PSA Testing

USANZ issued a position statement on PSA testing. The statement was approved by the Board of Directors on 4 September 2022.

Download the statement.

Purpose and Scope

The purpose of this position statement is to serve as an interim document for the optimised use of PSA testing in Australia and New Zealand until the Prostate Cancer Foundation of Australia (PCFA) and Royal Australian College of General Practitioners (RACGP) guidelines are updated.

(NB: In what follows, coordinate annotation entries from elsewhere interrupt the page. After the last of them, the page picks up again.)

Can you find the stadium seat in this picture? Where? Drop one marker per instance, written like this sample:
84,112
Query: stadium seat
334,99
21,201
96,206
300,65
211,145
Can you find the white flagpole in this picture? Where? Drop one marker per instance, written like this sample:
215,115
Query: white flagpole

This statement is not intended for direct use by patients or consumer organisations as issues outlined require assessment by practitioners skilled in the diagnosis and treatment of prostate cancer.

Statement

1. Relevant prostate cancer statistics
      - Prostate cancer is one of the most commonly diagnosed cancers in Australia and New Zealand, and it is now the most commonly diagnosed cancer among men.
      - Prostate cancer is the 2nd most common cause of death from cancer in Australian men and the 3rd most common cause of cancer-related male deaths in New Zealand.
      - 24,217 Australian men will be diagnosed with prostate cancer in 2022.
      - 3,507 Australian men will die from prostate cancer in 2022.
      - 66 Australian men are diagnosed each day with prostate cancer, and about 10 Australian men will die each day from the disease.
      - 240,245 Australian men are alive today after a diagnosis of prostate cancer between 1982 and 2017
      - In New Zealand approximately 4,000 men are diagnosed with prostate cancer each year and 700 men die from it each year.
      - Indigenous men in Australia and New Zealand have a higher prostate cancer mortality attributed to specific cultural issues affecting presentation, treatment challenges and other health conditions coupled with healthcare disparities and reduced prostate cancer awareness.
    
2. Existing PSA testing guidelines
   PSA testing guidelines were created by the Prostate Cancer Foundation of Australia (PCFA) and the Cancer Council of Australia. They were endorsed by a number of organisations including the National Health and Medical Research Council (NHMRC), the Royal Australian College of General Practitioners (RACGP) and the Urological Society of Australia and New Zealand (USANZ) in November 2015.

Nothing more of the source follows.